Une maquette d'un « curragh » (un bâteau du IV et Ve siècle) est aussi présentée, et elle nous rapelle curieusement la grosse barque de granit placée devant la cathédrale de Dol. Et si, finalement, les moines gallois et irlandais étaient vraiment venus avec des « barques » en granit ? La légende de la maquette de curragh précise que ces embarcations de 8 mètres à voile et avirons, très légères (recouvertes de 43 peaux de vaches) et au faible tirant d'eau, étaient lestées par une auge en pierre...

un curragh

phare de Mean Ruz

Plus loin, nous passons près du phare de Mean Ruz, qui prend la pose pour la photo emblématique du site.

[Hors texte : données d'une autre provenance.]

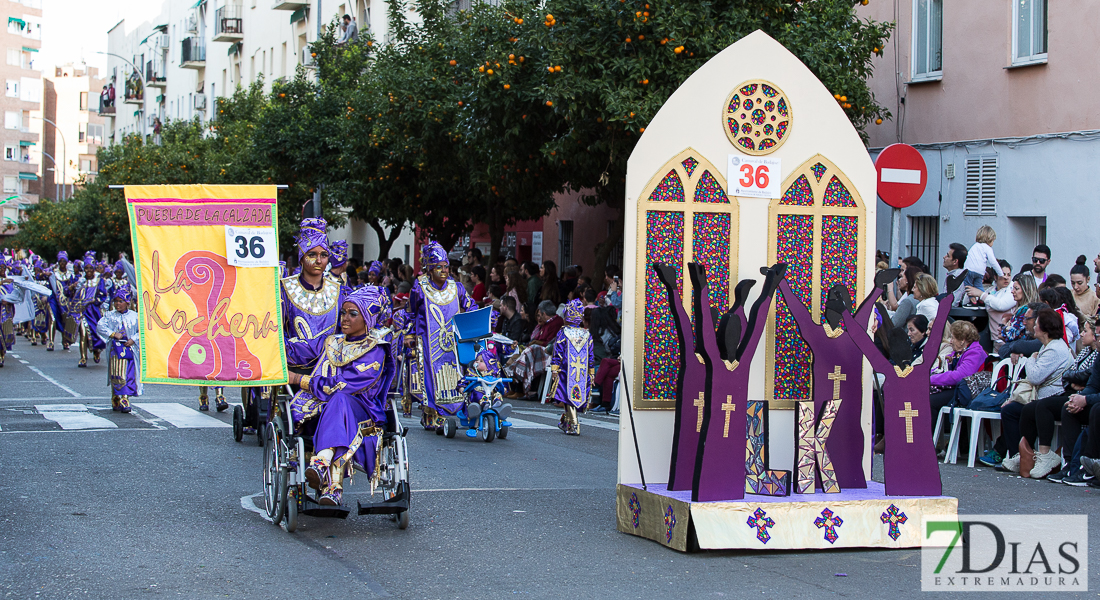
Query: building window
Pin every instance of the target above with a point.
(1029, 31)
(980, 186)
(564, 244)
(924, 241)
(927, 39)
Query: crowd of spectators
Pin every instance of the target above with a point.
(1037, 322)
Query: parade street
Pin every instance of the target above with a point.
(164, 503)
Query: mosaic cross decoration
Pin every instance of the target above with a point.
(761, 522)
(811, 456)
(829, 523)
(700, 403)
(635, 506)
(895, 519)
(670, 521)
(909, 414)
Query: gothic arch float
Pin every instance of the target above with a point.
(684, 200)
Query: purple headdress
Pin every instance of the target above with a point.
(432, 254)
(311, 235)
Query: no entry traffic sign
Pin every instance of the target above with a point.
(902, 175)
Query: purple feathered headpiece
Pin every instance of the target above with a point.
(339, 253)
(311, 235)
(574, 313)
(432, 254)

Après la petite cale de Porz-Kamor où est située la base SNSM, nous prenons notre pause déjeuner face à la mer. Encore quelques centaines de mètres de granit, puis c'est un simple sentier pour rentrer jusqu'à Perros Guirec par la plage de Trestraou. Pour tromper l'ennui, nous observons les leçons de voile : les élèves dans leurs petits bateaux ont bien du mal à naviguer avec le vent. À la plage, nous prenons une nouvelle pause : c'est officiel, nous en avons plein les pattes.

Nous rejoignons ensuite le centre de Perros : d'abord, trouver une banque pour acheter de l'argent, puis un Carrefour city pour quelques denrées à se mettre sous la dent. Les prix y sont incroyablement élevés, à tel point qu'on tente... un 2e Carrefour city. Après quoi, direction la plage de Trestrignel - qu'on préfère peut-être à l'autre, parce qu'elle donne l'impression d'une crique. Après une autre pause assis en plein vent, nous quittons la plage par le sentier de la côte, puis quittons la côte pour éviter d'être hâpés par le boulevard qui prend toute la place entre la plage des arcades et le port miniature. Nous revoici au port de plaisance... Il ne nous reste plus qu'un bon kilomètre pour rentrer. En tout, nous aurons parcouru environ 24 km à pied - ça change du vélo, mais ça fatigue tout autant !

Ce soir, il y a toujours autant de vent, mais il a tourné. Nous prenons le temps de faire un peu de yoga pour nous détendre, tout en faisant charger le portable... puis c'est l'heure d'une douche bien chaude. Nous mangeons face à l'anse de Perros, assis sur les galets, plein nord. Avec un temps pareil, nous ne nous attardons pas trop : dodo.